Magdalena Andersson, the current finance minister, was elected to replace Lofven as the head of the Social Democratic Party last week, putting her on track to becoming premier if she wins a vote in parliament expected next week.

Lofven, a former welder and union negotiator, has headed a minority coalition with the Greens since 2014 and said earlier this year that he would step down ahead of the next general election, due in September 2022.

“We have an election in scarcely a year and it is important that we have a quick handover,” Lofven, who had said in August he would resign this month, told reporters. “I think voters want this to go smoothly.”

Installing the first woman as prime minister sounds almost anachronistic in a country that has long championed gender equality.

All other Nordic countries – Norway, Denmark, Finland and Iceland – have seen women lead their governments.
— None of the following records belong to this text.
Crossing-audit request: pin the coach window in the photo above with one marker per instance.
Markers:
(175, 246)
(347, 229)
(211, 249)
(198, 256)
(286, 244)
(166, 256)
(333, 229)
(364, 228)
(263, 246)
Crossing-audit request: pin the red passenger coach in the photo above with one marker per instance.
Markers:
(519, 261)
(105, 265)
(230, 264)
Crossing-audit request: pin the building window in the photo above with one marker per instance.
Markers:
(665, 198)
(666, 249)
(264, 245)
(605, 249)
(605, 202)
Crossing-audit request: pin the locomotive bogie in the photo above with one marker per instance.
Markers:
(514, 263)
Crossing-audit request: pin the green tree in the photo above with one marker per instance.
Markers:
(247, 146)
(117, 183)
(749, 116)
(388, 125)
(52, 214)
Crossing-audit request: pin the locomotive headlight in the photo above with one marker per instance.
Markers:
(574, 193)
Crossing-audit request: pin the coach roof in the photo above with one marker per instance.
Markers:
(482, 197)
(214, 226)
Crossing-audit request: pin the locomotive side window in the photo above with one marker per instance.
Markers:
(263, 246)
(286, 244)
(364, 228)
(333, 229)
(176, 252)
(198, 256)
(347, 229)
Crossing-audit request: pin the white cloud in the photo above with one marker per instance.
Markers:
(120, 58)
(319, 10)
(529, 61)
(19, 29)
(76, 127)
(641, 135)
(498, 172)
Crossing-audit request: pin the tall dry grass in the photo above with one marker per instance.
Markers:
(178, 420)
The change in the Social Democrats’ leadership comes as the party hovers close to its lowest-ever approval ratings.

It remains unclear if Andersson has enough support to pass a confirmation vote in parliament, which could happen next week.

She does not need a majority in the 349-seat parliament to back her as prime minister. But she must avoid a majority voting against her.

On Wednesday, the Centre Party agreed not to block Andersson’s candidacy in return for easier building regulations and changes to forestry ownership laws.

But Andersson will still need at least passive support from the formerly communist Left Party, whose leader, Nooshi Dadgostar, has demanded a say on policy.

If Andersson promises that, she risks losing the backing of the Centre Party, which has centre-right roots and wants to exclude the Left from any influence over government.

If parliament rejects Andersson, Moderate Party leader Ulf Kristersson will probably be given a try. He is backed by the populist, anti-immigration Sweden Democrats, a party that both the Centre and Left want to keep from influencing policy.

“The Left Party has to realise that there is going to be a new government and the question is which one do they want?” Lofven said.